Well, they didn’t really both agree. My stepdad wanted to say “yes” – to our delight – but my mom objected.

On the evening of Dec. 20, only five days before Christmas, the final decision was made in a spectacularly emotional mix of arguments, shouting and excitement. We were told we could open our presents, but Mom was not going to stick around for the fun. She was leaving out of frustration to spend the night at my grandparents’ house.

My brother and I ripped into the gifts. Action figures. Games. Toys with batteries and lots of moving parts. (Some assembly required, of course.)

We spent the night playing and playing with those toys, then stayed up late to watch some TV in the living room – a rarity for us – where we eventually fell fast asleep on the floor.

In the middle of the night, a terrifying screeching sound woke us up. It took us a few seconds to realize that a smoke alarm was blaring. Black smoke thicker than the fogginess in our brains choked us. The house was on fire.

We panicked. We rushed onto a balcony off the back of the house, gasping for air and screaming for help to a few lonely houses in a valley far below our little house on a hill.

My stepfather’s strong grip jerked us back into the house. We moved cautiously towards the front door, briefly checking to see if the phone was working. It wasn’t. We wrapped up in blankets and made for our truck to drive the mile or so down the road to a local gas station to call the volunteer fire department.

When we returned, we watched as the fire crew tried to stop the fire’s progress and salvage what they could. We were thankful to be alive but in utter shock that all this was happening.

We lost everything to either fire damage, smoke damage or water damage. Everything.

The clothes, furniture and toys that we owned before that night were gone. And every new gift we had opened and played with that night was gone, too. One and done.

We basically had nothing.

In the following days we would learn that the fire had started in our basement, right under the bedroom that I shared with my brother.
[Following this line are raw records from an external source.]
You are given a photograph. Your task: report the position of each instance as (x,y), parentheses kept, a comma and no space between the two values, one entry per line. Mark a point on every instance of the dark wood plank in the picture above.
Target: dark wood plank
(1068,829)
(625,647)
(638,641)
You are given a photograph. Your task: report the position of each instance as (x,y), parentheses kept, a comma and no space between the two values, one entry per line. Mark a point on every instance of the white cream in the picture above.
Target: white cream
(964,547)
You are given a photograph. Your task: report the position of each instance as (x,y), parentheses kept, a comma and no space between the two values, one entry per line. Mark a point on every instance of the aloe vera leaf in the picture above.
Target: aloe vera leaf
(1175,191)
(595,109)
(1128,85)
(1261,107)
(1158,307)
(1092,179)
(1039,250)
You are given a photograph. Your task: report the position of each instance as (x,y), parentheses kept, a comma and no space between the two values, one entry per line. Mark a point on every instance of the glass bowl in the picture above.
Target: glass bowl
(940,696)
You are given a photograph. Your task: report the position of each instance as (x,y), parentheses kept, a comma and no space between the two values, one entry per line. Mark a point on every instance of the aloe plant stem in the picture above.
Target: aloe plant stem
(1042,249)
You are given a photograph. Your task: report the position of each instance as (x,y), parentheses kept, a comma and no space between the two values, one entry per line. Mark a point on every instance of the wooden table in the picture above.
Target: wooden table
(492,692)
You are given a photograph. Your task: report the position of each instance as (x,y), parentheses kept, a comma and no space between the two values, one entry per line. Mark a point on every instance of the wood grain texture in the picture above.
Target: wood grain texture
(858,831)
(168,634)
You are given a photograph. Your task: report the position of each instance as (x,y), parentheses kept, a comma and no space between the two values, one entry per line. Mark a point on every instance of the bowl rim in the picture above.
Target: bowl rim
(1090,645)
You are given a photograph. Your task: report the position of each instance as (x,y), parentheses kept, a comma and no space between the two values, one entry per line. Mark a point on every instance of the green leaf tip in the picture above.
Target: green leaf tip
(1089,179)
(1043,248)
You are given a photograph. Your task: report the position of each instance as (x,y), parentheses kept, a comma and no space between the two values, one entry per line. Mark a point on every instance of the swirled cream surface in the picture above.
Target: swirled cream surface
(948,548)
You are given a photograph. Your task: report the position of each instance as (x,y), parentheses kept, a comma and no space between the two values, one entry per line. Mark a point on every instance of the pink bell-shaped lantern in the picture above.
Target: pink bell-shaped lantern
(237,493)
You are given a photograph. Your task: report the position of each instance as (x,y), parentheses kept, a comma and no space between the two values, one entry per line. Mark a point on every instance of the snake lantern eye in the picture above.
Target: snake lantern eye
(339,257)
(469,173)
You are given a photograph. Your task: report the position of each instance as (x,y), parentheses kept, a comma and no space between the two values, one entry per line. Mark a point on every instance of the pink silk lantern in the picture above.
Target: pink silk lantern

Our bedroom took the brunt of the fire damage and was nearly consumed.

Had we not been sacked out in the living room after playing with our presents five days before Christmas, we may very well have lost our lives.

We also learned how special simple gifts can be when you have nothing. The local fire department brought by some clothes and two board games for us: Scrabble and Monopoly. My mom still has those games to this day.

That night, at the tender age of 10, I lost everything I possessed. I lost the presents (some of them very cool presents), although I had the gift of one night to play with them.

But I also found out how the simplest gifts and gestures of kindness can be so meaningful. I realized how unimportant, in the great scheme of things, our possessions are. I learned the hard way how the gifts of life and love are greater than any else.

Perhaps you have a similarly difficult Christmas memory. If you haven’t before, I urge you to share those memories with your family this Christmas. Let them know what you are learning from those experiences.

And look for opportunities to help your family appreciate the simpler things. Gifts are expressions of love, and Christmas remind us of God’s great gift of Jesus (John 3:16 sums up that indescribable gift).

Ask your family: “What if we lost everything tomorrow? What would we have to be thankful for?” Sometimes it only takes a one-and-done, lost-and-found experience to help us truly appreciate the greatest gifts of all.

Won’t you share some thoughts on how you’ve learned to appreciate the important things in life? How are you sharing those lessons with your family this Christmas?

May the Lord bless you and keep you this Christmas. And thank You, Jesus, for Your love and for the gift of Yourself to us all.